Do clones of mutual funds derived from SEC filings do as well as the funds themselves? In their February 2010 preliminary paper entitled “Better than the Original? The Relative Success of Copycat Funds”, Yu Wang and Marno Verbeek construct hypothetical clones to investigate the performance of a free-riding strategy that duplicates the disclosed asset holdings of actively managed mutual funds, reformed on each filing date. Using periodically disclosed holdings of 3,046 active U.S. mutual funds during 1985-2008 (24 years), they find that:
- On average, clones marginally outperform their target mutual funds by 0.02% per month, net of estimated trading costs and expenses.
- The relative success of clones increased after the SEC began requiring more frequent portfolio disclosure in 2004 (by about 0.05% per month for a subsample of mutual funds that span the regulatory change).
- Clones of past winning funds on average outperform most active mutual funds (but not their target funds), perhaps as cheap momentum strategies.

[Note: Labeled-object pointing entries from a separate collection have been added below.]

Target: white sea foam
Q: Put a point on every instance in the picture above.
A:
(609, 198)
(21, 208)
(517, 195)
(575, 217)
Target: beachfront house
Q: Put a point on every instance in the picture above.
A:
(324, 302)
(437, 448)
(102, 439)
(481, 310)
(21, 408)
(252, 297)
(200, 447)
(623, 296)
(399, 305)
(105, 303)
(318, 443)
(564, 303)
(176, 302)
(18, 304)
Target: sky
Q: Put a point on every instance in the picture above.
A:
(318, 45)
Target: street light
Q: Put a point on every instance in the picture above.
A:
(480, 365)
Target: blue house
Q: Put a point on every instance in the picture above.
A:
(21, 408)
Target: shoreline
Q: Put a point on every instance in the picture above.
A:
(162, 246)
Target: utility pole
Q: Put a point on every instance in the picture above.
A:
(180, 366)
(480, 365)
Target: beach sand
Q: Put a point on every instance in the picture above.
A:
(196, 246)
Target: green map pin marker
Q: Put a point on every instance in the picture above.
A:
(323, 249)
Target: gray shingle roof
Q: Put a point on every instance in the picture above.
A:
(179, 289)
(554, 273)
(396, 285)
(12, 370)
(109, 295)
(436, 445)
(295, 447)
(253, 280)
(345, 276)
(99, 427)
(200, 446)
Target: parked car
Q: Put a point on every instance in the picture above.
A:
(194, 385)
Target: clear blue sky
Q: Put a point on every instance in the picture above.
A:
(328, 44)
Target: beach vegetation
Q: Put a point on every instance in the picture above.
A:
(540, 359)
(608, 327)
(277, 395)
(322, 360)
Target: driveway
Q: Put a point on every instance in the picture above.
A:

- Clones of funds with current holdings that are consistent with their past investing styles (small tracking errors relative to characteristic-based benchmarks) tend to outperform both their targets and most active funds.
In summary, evidence indicates that cloning winning mutual funds with consistent styles may be an attractive stock-picking strategy.
Cost estimates are probably low for individuals attempting to construct mutual fund clones via relatively small positions.